Agriophara polistis

Scientific classification
- Domain: Eukaryota
- Kingdom: Animalia
- Phylum: Arthropoda
- Class: Insecta
- Order: Lepidoptera
- Family: Depressariidae
- Genus: Agriophara
- Species: A. polistis
- Binomial name: Agriophara polistis (Lower, 1923)
- Synonyms: Eulechria polistis Lower, 1923;

= Agriophara polistis =

- Authority: (Lower, 1923)
- Synonyms: Eulechria polistis Lower, 1923

Species of moth

Agriophara polistis is a moth in the family Depressariidae. It was described by Oswald Bertram Lower in 1923. It is found in Australia, where it has been recorded from New South Wales.

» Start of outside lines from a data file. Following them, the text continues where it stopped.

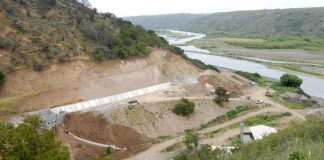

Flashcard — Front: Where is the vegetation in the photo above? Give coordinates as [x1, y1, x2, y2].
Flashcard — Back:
[226, 105, 251, 119]
[184, 129, 199, 150]
[271, 82, 314, 109]
[174, 117, 324, 160]
[277, 65, 324, 77]
[244, 112, 292, 126]
[172, 98, 195, 116]
[0, 68, 5, 87]
[214, 87, 229, 106]
[0, 116, 69, 160]
[201, 105, 258, 128]
[280, 74, 303, 88]
[235, 71, 267, 85]
[174, 130, 226, 160]
[169, 46, 220, 72]
[227, 34, 324, 51]
[230, 118, 324, 160]
[0, 0, 169, 71]
[127, 8, 324, 36]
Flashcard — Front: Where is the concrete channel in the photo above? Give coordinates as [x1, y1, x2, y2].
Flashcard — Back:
[10, 76, 198, 127]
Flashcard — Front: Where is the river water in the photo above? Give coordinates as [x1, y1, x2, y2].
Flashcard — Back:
[162, 30, 324, 98]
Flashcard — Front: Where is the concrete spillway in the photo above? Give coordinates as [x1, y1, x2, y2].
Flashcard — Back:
[11, 78, 198, 127]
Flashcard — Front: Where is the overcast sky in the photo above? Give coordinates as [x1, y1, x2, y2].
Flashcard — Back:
[89, 0, 324, 17]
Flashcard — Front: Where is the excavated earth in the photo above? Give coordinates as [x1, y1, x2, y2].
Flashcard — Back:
[0, 49, 200, 112]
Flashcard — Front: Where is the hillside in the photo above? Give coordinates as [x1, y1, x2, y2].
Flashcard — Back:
[0, 0, 215, 120]
[123, 13, 205, 30]
[0, 0, 167, 72]
[124, 8, 324, 35]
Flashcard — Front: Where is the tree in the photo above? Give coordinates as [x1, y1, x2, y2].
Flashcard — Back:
[214, 87, 229, 106]
[289, 151, 308, 160]
[78, 0, 91, 8]
[184, 129, 199, 150]
[280, 74, 303, 87]
[0, 116, 69, 160]
[172, 98, 195, 116]
[0, 68, 5, 87]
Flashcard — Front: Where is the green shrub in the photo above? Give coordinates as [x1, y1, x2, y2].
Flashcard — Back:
[0, 116, 69, 160]
[280, 74, 303, 88]
[0, 68, 5, 87]
[184, 129, 199, 150]
[235, 71, 266, 85]
[33, 62, 44, 72]
[214, 87, 229, 106]
[172, 98, 195, 116]
[289, 151, 308, 160]
[226, 106, 250, 119]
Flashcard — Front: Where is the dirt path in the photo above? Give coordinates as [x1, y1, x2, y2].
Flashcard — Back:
[68, 132, 126, 150]
[129, 87, 305, 160]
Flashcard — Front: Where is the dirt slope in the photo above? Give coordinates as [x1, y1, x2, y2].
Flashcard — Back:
[64, 112, 153, 159]
[0, 49, 199, 112]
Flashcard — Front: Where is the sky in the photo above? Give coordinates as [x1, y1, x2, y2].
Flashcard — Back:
[89, 0, 324, 17]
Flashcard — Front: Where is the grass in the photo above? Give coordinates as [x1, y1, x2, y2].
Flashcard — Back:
[235, 71, 267, 86]
[271, 82, 305, 94]
[229, 118, 324, 160]
[244, 112, 292, 126]
[281, 65, 324, 77]
[271, 82, 313, 109]
[228, 112, 292, 129]
[162, 142, 182, 152]
[201, 105, 258, 128]
[226, 105, 251, 119]
[159, 135, 172, 140]
[204, 128, 226, 138]
[0, 92, 41, 108]
[208, 32, 324, 52]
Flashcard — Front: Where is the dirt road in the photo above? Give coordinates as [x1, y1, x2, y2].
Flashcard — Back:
[128, 87, 305, 160]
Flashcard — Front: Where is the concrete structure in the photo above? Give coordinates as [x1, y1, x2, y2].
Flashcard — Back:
[211, 146, 235, 154]
[11, 77, 198, 127]
[241, 125, 277, 144]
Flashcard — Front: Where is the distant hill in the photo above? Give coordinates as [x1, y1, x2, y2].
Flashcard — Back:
[123, 13, 206, 30]
[127, 8, 324, 35]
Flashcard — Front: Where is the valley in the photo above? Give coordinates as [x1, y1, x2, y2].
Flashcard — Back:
[0, 0, 324, 160]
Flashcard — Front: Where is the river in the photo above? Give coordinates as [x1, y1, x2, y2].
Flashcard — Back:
[161, 30, 324, 98]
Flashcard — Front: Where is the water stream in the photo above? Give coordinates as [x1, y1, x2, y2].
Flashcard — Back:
[159, 30, 324, 98]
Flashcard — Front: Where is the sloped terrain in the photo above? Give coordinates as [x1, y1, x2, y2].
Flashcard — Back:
[127, 8, 324, 36]
[0, 49, 200, 112]
[64, 112, 154, 159]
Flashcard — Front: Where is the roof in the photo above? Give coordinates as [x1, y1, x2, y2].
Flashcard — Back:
[250, 125, 277, 140]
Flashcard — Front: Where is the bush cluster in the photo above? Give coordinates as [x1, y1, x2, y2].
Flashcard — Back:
[172, 98, 195, 116]
[0, 68, 5, 87]
[214, 87, 229, 106]
[280, 74, 303, 88]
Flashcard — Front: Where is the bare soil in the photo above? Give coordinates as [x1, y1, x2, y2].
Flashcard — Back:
[0, 49, 200, 112]
[63, 112, 156, 159]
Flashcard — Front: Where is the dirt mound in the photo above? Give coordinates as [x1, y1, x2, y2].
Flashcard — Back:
[104, 97, 246, 138]
[0, 49, 200, 112]
[64, 112, 153, 159]
[199, 71, 250, 97]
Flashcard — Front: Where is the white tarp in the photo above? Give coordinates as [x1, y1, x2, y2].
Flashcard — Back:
[249, 125, 277, 140]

The wingspan is about 25 mm. The forewings are dull white, faintly suffused with pale fuscous and with three irregular, oblique, pale-fuscous fasciae, reaching more than half way across the wing. The first from the costa at one-sixth, the second from the costa at about one-fourth, the third from the costa in the middle and reaching to above the tornus. There are six dark-fuscous equidistant costal dots, the first at the commencement of the third fascia and the sixth at the apex. From the fifth dot is emitted a fine, waved, fuscous line of suffused dots, the line indented below the costa and terminating at the tornus. There are two fine fuscous dots at the posterior end of the cell, one above the other. The hindwings are pale whitish fuscous, darker on the apical portion.